—¿Ése es tu coche? —preguntó Paula deslizando la mirada por un sofisticado Lexus plateado. Un coche demasiado elegante para un hombre tan machista.
—¿Esperabas otra cosa?
—Una furgoneta monstruosa con una mujer desnuda pintada a cada lado y una bocina que tocara alguna canción.
Pedro le abrió la puerta de pasajeros y le indicó que entrara.
—La furgoneta tiene una rueda pinchada, está demasiado sucia para que se vean los dibujos y la bocina no funciona, por eso he tenido que traer este coche.
—No tienes una furgoneta monstruosa, ¿Verdad?
—No, pero si quieres posar para que te dibuje en las puertas del coche, estoy dispuesto a cambiar de estética.
—Muy divertido.
Paula chasqueó la lengua y se deslizó en el asiento de pasajeros. El olor a cuero y a la masculina fragancia de Pedro la envolvieron al instante. Rápidamente, abrió la ventanilla, mientras Pedro rodeaba el coche para sentarse ante el volante.
Lo miró de reojo y el corazón le dio un vuelco. Si por lo menos no fuera tan atractivo, tan sexy... Se obligó a desviar la mirada y a considerar con optimismo su situación. Al fin y al cabo, la situación podía haber sido mucho peor que sentirse arrastrada por una atracción física: Pedro podía haber llegado a gustarle realmente.

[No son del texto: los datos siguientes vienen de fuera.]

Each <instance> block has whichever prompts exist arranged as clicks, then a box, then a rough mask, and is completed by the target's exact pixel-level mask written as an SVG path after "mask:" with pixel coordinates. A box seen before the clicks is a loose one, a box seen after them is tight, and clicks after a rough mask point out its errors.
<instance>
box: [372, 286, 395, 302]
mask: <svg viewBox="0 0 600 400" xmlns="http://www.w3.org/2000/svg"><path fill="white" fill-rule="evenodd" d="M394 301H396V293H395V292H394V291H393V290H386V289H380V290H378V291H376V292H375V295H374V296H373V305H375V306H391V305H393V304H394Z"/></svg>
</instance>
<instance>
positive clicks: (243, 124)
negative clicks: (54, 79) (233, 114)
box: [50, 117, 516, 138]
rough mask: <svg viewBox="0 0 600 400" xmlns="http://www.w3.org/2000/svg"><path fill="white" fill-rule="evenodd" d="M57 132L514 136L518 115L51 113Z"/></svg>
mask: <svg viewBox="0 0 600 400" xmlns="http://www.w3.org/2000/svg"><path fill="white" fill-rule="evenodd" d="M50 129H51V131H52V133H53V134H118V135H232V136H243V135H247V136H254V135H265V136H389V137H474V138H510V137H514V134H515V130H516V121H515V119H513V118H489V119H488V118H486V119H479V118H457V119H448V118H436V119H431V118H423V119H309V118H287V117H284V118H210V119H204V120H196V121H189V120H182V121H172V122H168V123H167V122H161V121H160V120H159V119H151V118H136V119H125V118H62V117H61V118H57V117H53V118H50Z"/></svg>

Pedro le gustaba.Tuvo que enfrentarse a la dura verdad una hora después, estando sentada en una de las mesas de Bailey Park. Bebió un sorbo de limonada y lo observó liderando un equipo de educadores contra un escandaloso grupo de niños del Centro Infantil de Bailey. Para ser un ex jugador profesional, era el peor jugador de fútbol que Paula había visto en su vida. Prácticamente, les estaba dejando ganar.Sí, estaba dejándoles ganar. Era tan obvio... Y tan impropio de un hombre al que apodaban El Salvaje, que deseó golpearlo. O besarlo. Sobre todo cuando vió a media docena de niños sonrientes proclamar la victoria sobre los mayores. Tras los abrazos de rigor, se acercaron a la mesa y tomaron las hamburguesas que ellos habían llevado.
—¡No se olviden de limpiarse las manos! —Paula fue repartiendo servilletas a la vez que iban tomando las hamburguesas—. Tú tampoco —le tendió un puñado a Pedro.
—Sí, mamá.
Le dirigió una lenta y atractiva sonrisa, y Paula sintió que el aire estallaba en su pecho. Durante uno de los descansos del partido, Pedro se había quitado la camiseta. En la distancia, a Paula no le había importado verlo con el torso desnudo. Pero estando tan cerca, el asunto era muy diferente. Sentía la boca seca y tenía que esforzarse seriamente para ignorar la ridícula tentación de tocarlo.